Para o pequeno criador, a mudança abre uma alternativa, mas não põe todos esses produtos no balcão de uma hora para outra. A página operacional da Conab ainda descreve o milho como produto disponível e exige cadastro prévio. Antes de contar com uma nova ração, é preciso conferir estoque, preço e ponto de atendimento.

O que mudou no Venda em Balcão
A lei manteve o limite mensal de até 27 toneladas de milho para pequenos criadores. Cooperativas agropecuárias e associações de agricultores familiares com CAF ativo, ou documento que o substitua, também poderão comprar, com limite de até 80 toneladas de milho por mês.
Para os demais produtos, a quantidade máxima por criador será definida todos os anos em ato conjunto dos ministérios do Desenvolvimento Agrário e Agricultura Familiar, da Agricultura e Pecuária e da Fazenda. Portanto, a lei autoriza a ampliação, mas não entrega uma cota automática de farelo ou sorgo.
O que conferir antes de trocar o milho
- Produto disponível: confirme se o posto tem sorgo, farelo ou caroço de algodão. A autorização nacional não prova estoque na sua região.
- Preço e retirada: pergunte o valor vigente, a unidade de venda, o prazo para retirar e o custo do transporte até a propriedade.
- Cadastro: mantenha CPF ou CNPJ, documentos da atividade e CAF, quando aplicável, atualizados no cadastro exigido pela Conab.
- Formulação: não substitua milho por farelo ou caroço de algodão na mesma proporção. O ingrediente muda energia, proteína, fibra e limite de uso da dieta.
- Registro: guarde nota, quantidade, lote quando houver e data de compra. Isso ajuda a comparar custo por quilo de ração e a rastrear problema no lote.
Em uma criação pequena, o ganho não está apenas no preço do saco. Um farelo mais barato pode exigir ajuste da mistura, moagem, armazenamento seco e transporte diferente.

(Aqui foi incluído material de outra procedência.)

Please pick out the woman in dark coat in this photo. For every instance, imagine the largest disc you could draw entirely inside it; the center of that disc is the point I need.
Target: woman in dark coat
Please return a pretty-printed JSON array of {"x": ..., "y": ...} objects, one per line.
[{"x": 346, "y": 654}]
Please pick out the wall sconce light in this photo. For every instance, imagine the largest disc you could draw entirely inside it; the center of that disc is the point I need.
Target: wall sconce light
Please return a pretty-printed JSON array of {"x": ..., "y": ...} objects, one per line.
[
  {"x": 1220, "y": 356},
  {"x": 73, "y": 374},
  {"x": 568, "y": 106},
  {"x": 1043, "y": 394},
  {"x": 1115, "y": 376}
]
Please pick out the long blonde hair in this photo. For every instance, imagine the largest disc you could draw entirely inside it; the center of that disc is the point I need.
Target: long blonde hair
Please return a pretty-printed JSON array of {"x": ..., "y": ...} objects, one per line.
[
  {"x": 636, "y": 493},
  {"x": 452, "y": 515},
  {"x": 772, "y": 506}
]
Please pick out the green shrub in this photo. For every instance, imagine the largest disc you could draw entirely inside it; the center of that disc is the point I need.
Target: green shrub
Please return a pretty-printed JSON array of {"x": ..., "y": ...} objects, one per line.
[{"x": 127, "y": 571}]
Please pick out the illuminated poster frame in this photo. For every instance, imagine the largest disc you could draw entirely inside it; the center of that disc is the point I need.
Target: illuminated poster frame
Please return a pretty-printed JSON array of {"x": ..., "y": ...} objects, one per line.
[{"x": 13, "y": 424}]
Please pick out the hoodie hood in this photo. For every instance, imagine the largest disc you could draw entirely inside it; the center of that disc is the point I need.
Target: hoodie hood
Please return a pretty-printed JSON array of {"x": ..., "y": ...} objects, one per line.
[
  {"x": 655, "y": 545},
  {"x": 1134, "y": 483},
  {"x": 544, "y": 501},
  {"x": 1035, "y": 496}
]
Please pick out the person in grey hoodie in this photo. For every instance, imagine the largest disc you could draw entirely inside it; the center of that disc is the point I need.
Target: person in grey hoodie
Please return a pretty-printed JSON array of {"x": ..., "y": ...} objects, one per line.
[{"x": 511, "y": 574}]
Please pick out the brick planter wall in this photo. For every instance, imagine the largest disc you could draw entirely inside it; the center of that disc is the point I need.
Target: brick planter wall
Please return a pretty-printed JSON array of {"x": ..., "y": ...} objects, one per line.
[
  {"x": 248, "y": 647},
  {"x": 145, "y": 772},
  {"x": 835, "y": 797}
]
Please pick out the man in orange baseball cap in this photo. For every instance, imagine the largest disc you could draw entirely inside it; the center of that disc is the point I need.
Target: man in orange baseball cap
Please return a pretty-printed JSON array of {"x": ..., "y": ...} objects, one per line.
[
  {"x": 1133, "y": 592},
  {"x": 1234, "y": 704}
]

Sem essa conta, a troca reduz o desembolso na compra, mas não necessariamente o custo por quilo de ganho ou de leite.
Onde procurar atendimento
A Conab informa que cadastro, documentação, disponibilidade, preços e locais de atendimento devem ser consultados nas superintendências regionais ou nos canais oficiais do ProVB. A página do programa também orienta o uso do SICAN e descreve o cadastro prévio como requisito.
O programa não é uma entrega gratuita nem garante produto para todo município. A venda depende de estoque sob gestão da Conab, orçamento, regras de cadastro e operação local. A notícia completa sobre a lei também explica outras mudanças no ProVB e na formação de estoques públicos: quem pode comprar e o que ainda falta para a nova regra funcionar.
Perguntas frequentes
A Conab já vende farelo de soja em qualquer unidade?
Não. A lei permite incluir o produto, mas a disponibilidade depende de aquisição, estoque, regulamentação e operação da unidade regional.
O limite de 27 toneladas vale para todo ingrediente?
Não. Esse limite é o previsto para o milho dos pequenos criadores. Os demais produtos terão quantidade máxima definida em ato conjunto anual.
Cooperativa pode comprar pelo programa?
Sim, a lei inclui cooperativas agropecuárias e associações de agricultores familiares com CAF ativo ou documento que o substitua, respeitando as regras de cadastro e os limites aplicáveis.
A nova regra garante milho mais barato?
Não. O programa trabalha com produto de estoque público e regras próprias de preço e venda. O valor local e o custo de retirada precisam ser conferidos antes da compra.